# 1. Linear regression

In [None]:
%%markdown

Gradient Descent is a method wherein we use a [[Cost Function]], take the derivative of the cost function (w.r.t. all the independent parameters) and then adjust our parameters a small amount in the negative derivative direction in order to decrease our cost function, thus adjusting the model's parameters to incur lower costs = better predictions.

The following is the function for a straight line
$$
y = \upalpha x + \upbeta
$$

The [[Mean Squared Error - MSE]] for a linear regression prediction would thus be

$$
MSE = \frac{1}{n}{\sum_{i=1}^n((\upalpha x_i + \upbeta) - \hat{y}_i)^2}
$$
Our MSE is our [[Cost Function]], which would be equal to squaring the difference between $y_{label}$ and our arbitrary line $y_{pred} = \upalpha x + \upbeta$ for all our $n$ data points.
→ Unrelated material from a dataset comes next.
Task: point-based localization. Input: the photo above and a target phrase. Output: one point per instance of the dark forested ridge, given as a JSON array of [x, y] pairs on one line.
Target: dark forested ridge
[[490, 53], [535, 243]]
We want to calculate the derivative w.r.t. $\upalpha$ & $\upbeta$:
$$
\frac{\partial f}{\partial \upalpha} = \frac{\partial f}{\partial \upalpha}(\upalpha x_i + \upbeta - \hat{y}_i)^2
$$

$$
\frac{\partial f}{\partial \upalpha} = 2x_i(\upalpha x_i + \upbeta - \hat{y}_i)
$$
Now the derivative w.r.t. $\upbeta$:
$$
\frac{\partial f}{\partial \upbeta} = 2(\upalpha x_i + \upbeta - \hat{y}_i)
$$
---
This means that for every data point $i$ we have, we'll get a certain number (positive or negative). We will sum all of these for the respective params $\upalpha$ & $\upbeta$ and that should give us a positive or negative value that will tell us a direction we should adjust the params ($\upalpha$ and $\upbeta$ in this case) in order to maximise our cost function. Since we want to minimise the cost function we'll use the negative value and then multiple it by a certain amount (the _learning rate_) which should then give us a new value for our params $\upalpha$ & $\upbeta$.

For learning rate $\upmu$
$$
a := a - \frac{\upmu}{n} \sum_{i=1}^n 2x_i(\upalpha x_i + \upbeta - \hat{y}_i )
$$

$$
b := b - \frac{\upmu}{n} \sum_{i=1}^n 2(\upalpha x_i + \upbeta - \hat{y}_i )
$$

---

Gradient descent is good at finding a local minimum for the function, but it's not as adept at finding a maximum. Other strategies need to be employed to first identify different "valleys" in the function and then settling on e.g. using gradient descent to find the minimum of the most promising valley.



# 2. Practice

In [6]:
import numpy as np
import matplotlib.pyplot as plt

# Step 1 initialize a linear function we want to approximate
alpha = 4.86
beta = -140.6
# Set random seed
rng = np.random.default_rng(0)

# Step 2 - generate noisy data along the line
# x is 1000 data points from 0 to 100
x = np.linspace(0, 100, 1000)
delta = rng.uniform(low=-70, high=70, size=1000)
y = alpha * x + beta + delta
y_noiseless = alpha * x + beta

# plt.plot(x, y)
# plt.title("Noisy linear function data")
# plt.show()

# Since we have the answer, we don't need to split data into train/test sets
# Instead, we proceed to randomly initialize the weights
alpha_pred = ( rng.random() * 10 ) - 5
beta_pred = ( rng.random() * 10 ) - 5
learn_rate = 0.001
epochs = 5000

norm_x = (x - x.mean()) / x.std()

def train(alpha_pred, beta_pred):
  old_alpha = alpha_pred
  old_beta = beta_pred
  alpha_pred -= ( learn_rate  / y.size ) * np.sum(2 * norm_x  * (old_alpha * x + old_beta - y))
  beta_pred -= ( learn_rate / y.size ) * np.sum(2 * (old_alpha * x + old_beta - y))
  return alpha_pred, beta_pred

for i in range(epochs):
  alpha_pred, beta_pred = train(alpha_pred, beta_pred)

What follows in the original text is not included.